What does a Bioinformatician do?
Bioinformatics is a multidisciplinary science which applies computers to enhance our understanding of biology. Computational biology is changing the way we manage our health and the environment and how research in biological science is conducted.
What do you work in and what is your specialty?
I am a Research Bioinformatician at CSIRO Mathematics. I am conducting post-doctoral research at the CSIRO in the area of metagenomics, where DNA sequencing is applied to diverse communities of microbes, instead of homogeneous cultures, resulting in discoveries of new species, interactions and biochemical functions.
Metagenomics is an exciting but challenging new application of DNA sequencing. If analysing DNA sequences from an individual microbial genome can be considered akin to solving an individual puzzle, metagenome analysis is like trying to simultaneously solve thousands of different puzzles mixed together, with many of the pieces either shared between puzzles or outright missing. The outcomes of these studies often yield exciting results, such as the discovery of microbes linked with human disease, or new proteins with exciting industrial applications.
How did you become interested in this area and when did you first start?
At ten years of age, I began creating computer games inspired by an older brother, who taught me the basics of computer programming.

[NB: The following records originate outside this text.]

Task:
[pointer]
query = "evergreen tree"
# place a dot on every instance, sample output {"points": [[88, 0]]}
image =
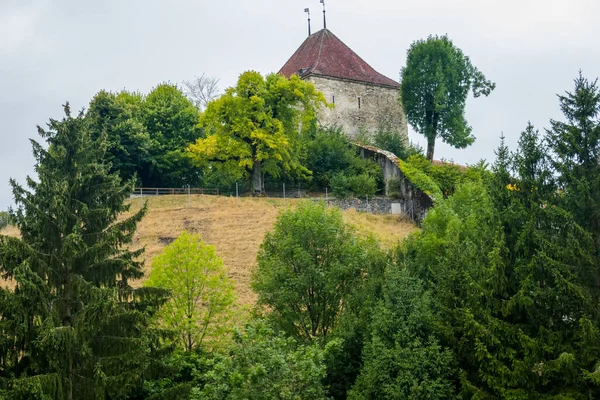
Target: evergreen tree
{"points": [[119, 117], [576, 148], [73, 326]]}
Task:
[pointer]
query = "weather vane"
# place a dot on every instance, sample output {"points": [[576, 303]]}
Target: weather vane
{"points": [[307, 10]]}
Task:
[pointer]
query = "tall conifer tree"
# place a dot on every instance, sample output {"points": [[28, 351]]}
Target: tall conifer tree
{"points": [[74, 326]]}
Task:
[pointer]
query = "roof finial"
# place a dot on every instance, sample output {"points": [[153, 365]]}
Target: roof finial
{"points": [[307, 10]]}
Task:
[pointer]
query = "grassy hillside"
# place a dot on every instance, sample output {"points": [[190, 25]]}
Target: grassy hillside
{"points": [[235, 228]]}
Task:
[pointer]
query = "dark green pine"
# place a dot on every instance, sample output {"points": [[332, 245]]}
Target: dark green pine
{"points": [[73, 328]]}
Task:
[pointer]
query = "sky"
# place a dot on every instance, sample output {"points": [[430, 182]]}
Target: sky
{"points": [[53, 51]]}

While at high school I also discovered a love of biological science and on considering my university options, decided to find a program that fused these two strong interests together. Bioinformatics was a new degree when I started, but over the past decade, demand for trained bioinformaticians has grown rapidly as biologists generate larger and more complex datasets.
What study path have you taken to get here?
I studied a PhD (Bioinformatics) at the University of Queensland, graduating in 2013 and a Bachelor of Science (Bioinformatics), The University of Sydney, 2006.
What do you like most about your job?
I enjoy both the means and then ends of my job, developing algorithms to analyze data, and ultimately running this software to yield biological discoveries.
Do you have any particular career highlights?
As part of my PhD, I developed a new software called Acacia, which finds errors in the DNA code of sequences produced during gene sequencing. In a simple analogy, the Acacia software works like a “computer spell checker” to automatically detect errors in the sequencing. In 2012, my discovery was published in the prestigious journal Nature Methods. It’s exciting to be published in a journal like Nature Methods but I get more satisfaction from hearing how my software is helping biologists fix sequencing errors.
The method, or algorithm, that Acacia uses took 18 months to fully develop and test and I now use it as part of my ongoing research career.I am now conducting post-doctoral research at the CSIRO.
What advice would you give to someone interested in working in this area?
Having access to world-class research facilities, brilliant academics and cutting-edge technologies were some of the best aspects of my program.